In the first quarter, Agfa HealthCare again signed a number of important contracts for its IMPAX 6 PACS (Picture Archiving and Communication System). ENEL-MED, a leading private healthcare provider in Poland, selected IMPAX to serve the needs of its 7 medical centers. The organization also ordered 8 CR systems and 7 hardcopy printers. The Bulgarian Ministry of Health selected Agfa HealthCare for the integration of diagnostic imaging at four leading hospitals.
In Canada, the government of the Northwest Territories selected IMPAX to connect the four main hospitals in the region. In a later stage, 18 community health centers will also be connected to the network. Beaumont Hospitals (Royal Oak, Michigan, USA) will expand its IMPAX PACS to include IMPAX Cardiovascular. After the completion of the project, the hospital group will be one of Agfa HealthCare’s largest integrated cardiology-radiology PACS implementations in North America. Still in the USA, Agfa HealthCare’s latest solution, IMPAX Data Center, was deployed successfully across the 7 hospitals and the 35 health clinics of Oschner Health System of New Orleans, Louisiana, allowing any clinician easy access to imaging data, regardless of its originating department or hospital facility.

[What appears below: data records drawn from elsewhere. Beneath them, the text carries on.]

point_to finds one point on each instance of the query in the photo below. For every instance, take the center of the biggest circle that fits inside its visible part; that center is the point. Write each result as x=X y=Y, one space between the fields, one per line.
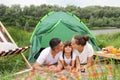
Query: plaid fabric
x=95 y=72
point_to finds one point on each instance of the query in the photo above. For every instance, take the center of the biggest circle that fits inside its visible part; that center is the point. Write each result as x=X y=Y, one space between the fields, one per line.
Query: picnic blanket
x=95 y=72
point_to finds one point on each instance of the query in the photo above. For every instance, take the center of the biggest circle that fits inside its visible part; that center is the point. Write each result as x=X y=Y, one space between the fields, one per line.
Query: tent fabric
x=61 y=25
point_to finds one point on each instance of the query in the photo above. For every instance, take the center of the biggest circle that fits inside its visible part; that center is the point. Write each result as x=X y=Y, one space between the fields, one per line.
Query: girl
x=84 y=51
x=67 y=58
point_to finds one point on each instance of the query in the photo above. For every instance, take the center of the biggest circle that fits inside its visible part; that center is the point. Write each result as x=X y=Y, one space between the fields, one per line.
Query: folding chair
x=5 y=38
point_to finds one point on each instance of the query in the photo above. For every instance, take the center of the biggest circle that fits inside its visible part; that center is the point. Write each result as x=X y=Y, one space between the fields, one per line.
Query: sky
x=63 y=3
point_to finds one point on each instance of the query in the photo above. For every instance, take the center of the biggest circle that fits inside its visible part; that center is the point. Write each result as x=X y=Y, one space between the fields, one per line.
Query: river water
x=105 y=31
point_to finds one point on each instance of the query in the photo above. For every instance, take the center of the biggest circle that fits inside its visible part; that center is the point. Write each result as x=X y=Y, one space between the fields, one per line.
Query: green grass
x=108 y=40
x=22 y=38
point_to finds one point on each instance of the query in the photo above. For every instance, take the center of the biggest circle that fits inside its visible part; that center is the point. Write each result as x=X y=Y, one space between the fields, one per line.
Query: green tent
x=57 y=24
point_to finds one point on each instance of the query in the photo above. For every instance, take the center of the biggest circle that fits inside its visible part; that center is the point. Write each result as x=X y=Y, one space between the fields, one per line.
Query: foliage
x=104 y=40
x=30 y=15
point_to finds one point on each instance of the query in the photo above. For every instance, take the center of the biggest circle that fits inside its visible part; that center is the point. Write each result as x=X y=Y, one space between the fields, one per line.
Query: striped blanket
x=95 y=72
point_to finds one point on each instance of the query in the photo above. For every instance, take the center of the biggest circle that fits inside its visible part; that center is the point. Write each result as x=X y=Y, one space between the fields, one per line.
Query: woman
x=67 y=58
x=84 y=51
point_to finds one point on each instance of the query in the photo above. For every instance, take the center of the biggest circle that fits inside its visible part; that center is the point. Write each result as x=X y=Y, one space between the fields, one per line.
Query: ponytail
x=81 y=40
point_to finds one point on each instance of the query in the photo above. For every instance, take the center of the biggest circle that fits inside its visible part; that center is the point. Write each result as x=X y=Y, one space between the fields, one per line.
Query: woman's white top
x=47 y=58
x=87 y=52
x=68 y=60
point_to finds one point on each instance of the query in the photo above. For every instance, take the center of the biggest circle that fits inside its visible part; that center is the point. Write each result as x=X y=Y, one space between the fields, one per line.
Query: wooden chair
x=6 y=38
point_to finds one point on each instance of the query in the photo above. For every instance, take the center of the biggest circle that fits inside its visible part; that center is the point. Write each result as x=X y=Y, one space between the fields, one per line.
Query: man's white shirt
x=47 y=58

In January, Agfa HealthCare announced that it had signed a cooperation agreement with the Government of Ontario (Canada) concerning the expansion of the business group’s R&D and regional operation centers in Toronto and Waterloo.
In Enterprise IT, a number of important contracts were signed in several countries which Agfa HealthCare is targeting with its ORBIS solution. The focus is currently on Germany, Austria, Switzerland, France, Belgium and Luxembourg. In these countries, Agfa HealthCare is the clear leader in contracts awarded for clinical information systems.

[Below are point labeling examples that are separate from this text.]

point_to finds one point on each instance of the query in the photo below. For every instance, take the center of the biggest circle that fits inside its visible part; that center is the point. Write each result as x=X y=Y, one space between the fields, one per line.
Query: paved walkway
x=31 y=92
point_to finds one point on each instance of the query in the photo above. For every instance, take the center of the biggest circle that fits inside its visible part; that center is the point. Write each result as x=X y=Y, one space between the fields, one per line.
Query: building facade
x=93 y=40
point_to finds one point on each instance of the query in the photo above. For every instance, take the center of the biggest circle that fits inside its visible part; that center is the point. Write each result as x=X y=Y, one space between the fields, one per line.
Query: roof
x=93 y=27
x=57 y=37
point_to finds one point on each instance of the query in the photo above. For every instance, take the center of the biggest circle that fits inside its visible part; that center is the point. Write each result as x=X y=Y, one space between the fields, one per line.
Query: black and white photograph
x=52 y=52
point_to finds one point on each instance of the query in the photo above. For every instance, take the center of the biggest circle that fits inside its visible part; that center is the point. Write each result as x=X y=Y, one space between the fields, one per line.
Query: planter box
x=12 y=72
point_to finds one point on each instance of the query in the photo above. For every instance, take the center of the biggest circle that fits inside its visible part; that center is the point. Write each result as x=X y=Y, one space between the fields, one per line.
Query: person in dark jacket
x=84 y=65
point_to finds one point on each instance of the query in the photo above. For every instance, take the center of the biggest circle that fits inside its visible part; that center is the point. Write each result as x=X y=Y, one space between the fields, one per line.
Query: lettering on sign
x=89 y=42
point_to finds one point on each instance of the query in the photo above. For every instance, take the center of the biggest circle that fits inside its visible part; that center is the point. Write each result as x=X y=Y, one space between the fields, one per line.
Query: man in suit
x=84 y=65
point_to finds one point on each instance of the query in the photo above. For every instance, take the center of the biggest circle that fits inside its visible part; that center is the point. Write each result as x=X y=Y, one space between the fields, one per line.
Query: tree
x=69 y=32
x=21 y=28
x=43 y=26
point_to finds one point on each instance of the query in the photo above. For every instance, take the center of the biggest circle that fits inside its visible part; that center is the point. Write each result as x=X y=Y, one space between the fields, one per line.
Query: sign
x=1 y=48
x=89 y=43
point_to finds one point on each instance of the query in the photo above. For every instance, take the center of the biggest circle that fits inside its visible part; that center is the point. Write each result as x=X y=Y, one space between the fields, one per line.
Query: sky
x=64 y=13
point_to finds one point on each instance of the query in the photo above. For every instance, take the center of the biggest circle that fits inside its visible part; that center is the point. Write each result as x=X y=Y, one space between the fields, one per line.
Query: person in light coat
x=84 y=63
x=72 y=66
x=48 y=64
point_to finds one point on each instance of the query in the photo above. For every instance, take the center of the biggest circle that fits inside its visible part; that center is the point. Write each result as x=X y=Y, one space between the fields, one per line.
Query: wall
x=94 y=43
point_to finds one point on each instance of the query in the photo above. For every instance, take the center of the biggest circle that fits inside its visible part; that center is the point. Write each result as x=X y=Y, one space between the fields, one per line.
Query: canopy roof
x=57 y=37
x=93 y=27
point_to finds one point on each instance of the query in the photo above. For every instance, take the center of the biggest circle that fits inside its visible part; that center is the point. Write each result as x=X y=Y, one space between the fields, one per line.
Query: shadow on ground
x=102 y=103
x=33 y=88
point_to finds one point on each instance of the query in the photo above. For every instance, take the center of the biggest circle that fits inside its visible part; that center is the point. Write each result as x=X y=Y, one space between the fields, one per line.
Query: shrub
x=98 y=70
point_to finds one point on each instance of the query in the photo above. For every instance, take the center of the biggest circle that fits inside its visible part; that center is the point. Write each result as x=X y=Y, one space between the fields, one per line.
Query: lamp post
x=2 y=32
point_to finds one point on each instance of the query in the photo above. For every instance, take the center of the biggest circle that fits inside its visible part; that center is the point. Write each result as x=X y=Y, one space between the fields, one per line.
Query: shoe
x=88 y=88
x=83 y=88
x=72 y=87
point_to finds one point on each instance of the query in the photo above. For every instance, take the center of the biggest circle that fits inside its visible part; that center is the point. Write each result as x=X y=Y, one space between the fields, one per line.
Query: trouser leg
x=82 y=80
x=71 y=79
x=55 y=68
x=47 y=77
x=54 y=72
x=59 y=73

Agfa Specialty Products – first quarter 2009
Euro millions Q1 2008 Q1 2009 % change
Net Sales 81 56 -30.9%
Recurring EBITDA (*) 8.0 3.5
-56.3%
% of sales 9.9% 6.3%
Recurring EBIT (*) 6.6 2.4 -63.6%
% of sales 8.1% 4.3%
(*) before restructuring and non-recurring items.
Agfa Specialty Products’ sales decreased 30.9 percent compared to the first quarter of 2008. These figures reflect the effects of the economic crisis on some of the business group’s important markets and the continuing market-driven decline for some of the traditional film products.
Agfa Specialty Products’ profitability was affected by the sales decline, additionally causing manufacturing inefficiencies due to lower use of capacity. As a result, the recurring EBITDA margin amounted to 6.3 percent of sales and the recurring EBIT margin amounted to 4.3 percent of sales.
In February, Agfa and Nekoosa Coated Products entered into a partnership for the distribution of Agfa’s SYNAPS synthetic paper in the North American markets. SYNAPS is now available in a wide range of weights and sizes through Nekoosa’s network of distributors in the United States, Canada and Puerto Rico. Recently, Agfa signed an agreement with Igepa Group for the distribution of Agfa’s synthetic paper in Germany. Both partners have the intention to further extend this agreement to additional European countries. Since the third quarter of 2008, Agfa has already been working with Igepa Belux for the distribution of SYNAPS in Belgium and Luxemburg.
Outlook
In the first quarter of 2009, the demand in Agfa-Gevaert’s markets stabilized compared to the end of 2008. Early trends in the second quarter show no further market decline. At this moment, it is still too early to predict when the markets will pick up and when demand will recover to normal levels.
Meanwhile, Agfa-Gevaert is taking additional measures to adapt the cost structures of its business groups to the situation in their respective markets. The Group is also taking action to further reduce net debt, using – among other things – newly available guarantee schemes.